EMA starts review of retinoid medicines
The European Medicines Agency (EMA) has started a review of retinoid medicines to evaluate measures currently in place for pregnancy prevention and for minimising the possible risk of neuropsychiatric disorders.
Retinoids (which include the active substances acitretin, adapalene, alitretinoin, bexarotene, isotretinoin, tazarotene and tretinoin) are taken by mouth or applied as creams or gels to treat several conditions mainly affecting the skin, including acne and psoriasis. Some retinoids are also used to treat certain forms of cancer.
Retinoids taken by mouth can have harmful effects on the unborn child. These medicines therefore must not be used in pregnant women, and pregnancy prevention programmes (PPPs) for retinoids have been set up across the European Union (EU). For retinoids applied to the skin, the evidence of these effects is less robust; however, it is generally recommended that these medicines should not be used during pregnancy.
Although PPPs have helped reduce the number of pregnancies in women taking retinoids by mouth, pregnancies still occur. A recent analysis of the effectiveness of the isotretinoin PPP, which considered post-marketing data and published studies, raised concerns about how well PPPs are followed in practice, and about the lack of consistency at EU level (1).
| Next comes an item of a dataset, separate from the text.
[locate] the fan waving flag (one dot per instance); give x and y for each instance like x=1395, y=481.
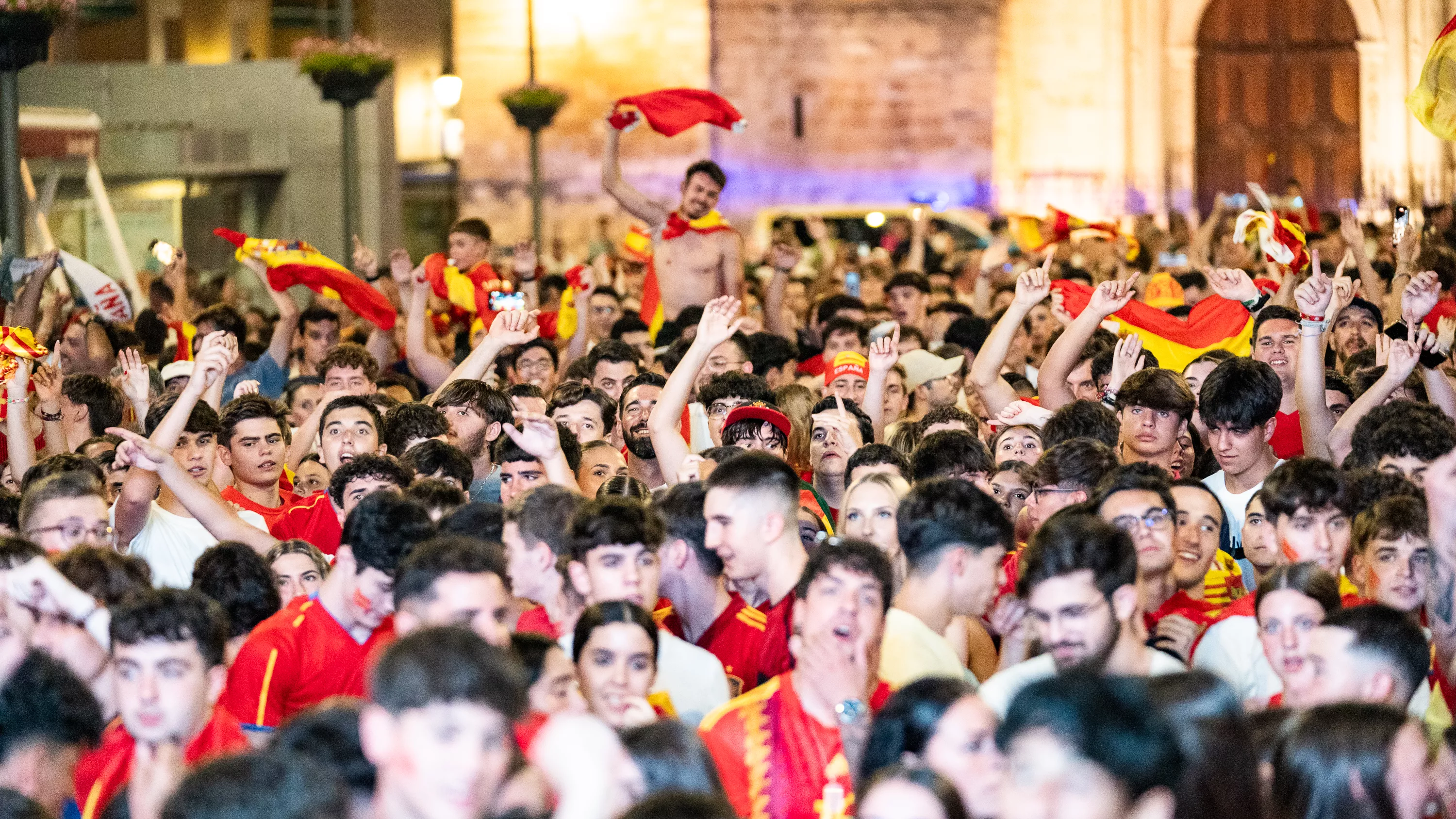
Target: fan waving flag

Concerns around the measures in place for pregnancy prevention have also been raised with regard to retinoids applied to the skin (2).
Following a request from the United Kingdom’s medicines agency, EMA’s Pharmacovigilance Risk Assessment Committee (PRAC) will review the measures currently in place for pregnancy prevention, including the warnings and recommendations in the product information (Summary of Product Characteristics and Package Leaflet) for all retinoid medicines, to ensure that they are effective and appropriate.
The PRAC will also review the possible risk of neuropsychiatric disorders such as depression, anxiety, psychotic disorders and suicidal behaviour with retinoids. Warnings about this possible risk are already included in the product information for some of these medicines. The Committee will review the extent and nature of these warnings to ensure that they reflect the available evidence for retinoids taken by mouth, as well as for those applied to the skin.
More about the medicines
Retinoids are vitamin A derivatives that are available as capsules to be taken by mouth or as creams and gels to be applied to the skin. Retinoids taken by mouth are used to treat various forms of severe acne, severe hand eczema that does not respond to treatment with corticosteroids, severe forms of psoriasis and other skin conditions, and certain types of cancer. Retinoids applied to the skin are used to treat various skin conditions including mild to moderate acne.
The following retinoids have been authorised nationally in a number of Member States of the EU and are covered by this review: acitretin, adapalene, alitretinoin, isotretinoin, tazarotene and tretinoin. Alitretinoin has also been authorised centrally for the treatment of skin lesions in AIDS patients with Kaposi’s sarcoma (a type of skin cancer). Bexarotene has been authorised centrally for the treatment of the visible signs on the skin of cutaneous T-cell lymphoma (CTCL, a rare cancer of the lymph tissue).
More about the procedure
The review of retinoids has been initiated at the request of the United Kingdom, under Article 31 of Directive 2001/83/EC.
The review is being carried out by the Pharmacovigilance Risk Assessment Committee (PRAC), the Committee responsible for the evaluation of safety issues for human medicines, which will make a set of recommendations. The PRAC recommendations will then be forwarded to the Committee for Medicinal Products for Human Use (CHMP), responsible for questions concerning medicines for human use, which will adopt an opinion. The final stage of the review procedure is the adoption by the European Commission of a legally binding decision applicable in all EU Member States.